Imagine finding a precious heirloom in your attic and not being able to look at it. Perhaps it’s a long-lost letter to your ancestor from President Abraham Lincoln, thanking him for his extraordinary valor in the War Between the States.
You’ve long heard of this precious piece of family history, and you are thrilled to discover that it was not, after all, lost.
But, as you begin to open it, you soon realize that if you go any further, the delicate, time-worn paper is just going to crumble and it will be practically worthless. So close, yet so far.
That is perhaps something of the feeling archaeologists had when they discovered certain scrolls in Qumran—the so-called Dead Sea Scrolls. Some of the artifacts were so carbonized from age that if they were unrolled they would practically evaporate.
Fifty years ago, could the experts have imagined what technology might one day come along that would allow them to see the messages hidden inside? Whether they could or not, they decided that the best course was to set the scrolls aside and wait.
Finally, it appears, the wait has paid off. Computer scientists at the University of Kentucky, working with biblical scholars in Jerusalem, have used a computer to “unfurl a digital image of the scroll,” The New York Times reports.
What’s more exciting is that the new technique may make it possible to read other scrolls too brittle to be unrolled, including several Dead Sea scrolls and about 300 carbonized ones from the area of Mount Vesuvius.
What scientists found in the scroll were the first two chapters of the Book of Leviticus. That may not be earth-shattering, since we already know the text.
But what was revealing was the fact that the new text bears striking similarities to the Masoretic text, the definitive Jewish bible. That text was thought to originate in the Middle Ages. The new finding suggests that it already existed in the first century AD.
So how does it work? The Times explains:
Methods like CT scans can pick out blobs of ink inside a charred scroll, but the jumble of letters is unreadable unless each letter can be assigned to the surface on which it is written. Dr. Seales realized that the writing surface of the scroll had first to be reconstructed and the letters then stuck back to it. He succeeded in 2009 in working out the physical structure of the ruffled layers of papyrus in a Herculaneum scroll. He has since developed a method, called virtual unwrapping, to model the surface of an ancient scroll in the form of a mesh of tiny triangles. Each triangle can be resized by the computer until the virtual surface makes the best fit to the internal structure of the scroll, as revealed by the scanning method.

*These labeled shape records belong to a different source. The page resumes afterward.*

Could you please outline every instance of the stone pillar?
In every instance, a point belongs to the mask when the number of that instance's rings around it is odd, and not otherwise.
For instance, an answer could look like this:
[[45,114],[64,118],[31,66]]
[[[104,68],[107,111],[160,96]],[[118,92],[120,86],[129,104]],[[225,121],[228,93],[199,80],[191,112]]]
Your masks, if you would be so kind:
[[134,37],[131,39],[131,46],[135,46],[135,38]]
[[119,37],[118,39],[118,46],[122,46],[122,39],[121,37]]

The blobs of ink are assigned to their right place on the structure, and the computer then unfolds the whole 3-D structure into a 2-D sheet.
Some scholars are already thinking of the new technology’s application elsewhere in the ancient world, such as Herculaneum, destroyed by the volcanic eruption of Mount Vesuvius in A.D. 79.:
Richard Janko, a classical scholar at the University of Michigan, said the carbonized scrolls from Herculaneum were a small section of a much larger library at a grand villa probably owned by Julius Caesar’s father-in-law, Lucius Calpurnius Piso. Much of the villa is still unexcavated, and its library could contain long-lost works of Latin and Greek literature. Successful reading of even a single scroll from Herculaneum with Dr. Seales’s method would spur excavation of the rest of Piso’s villa, Dr. Janko said.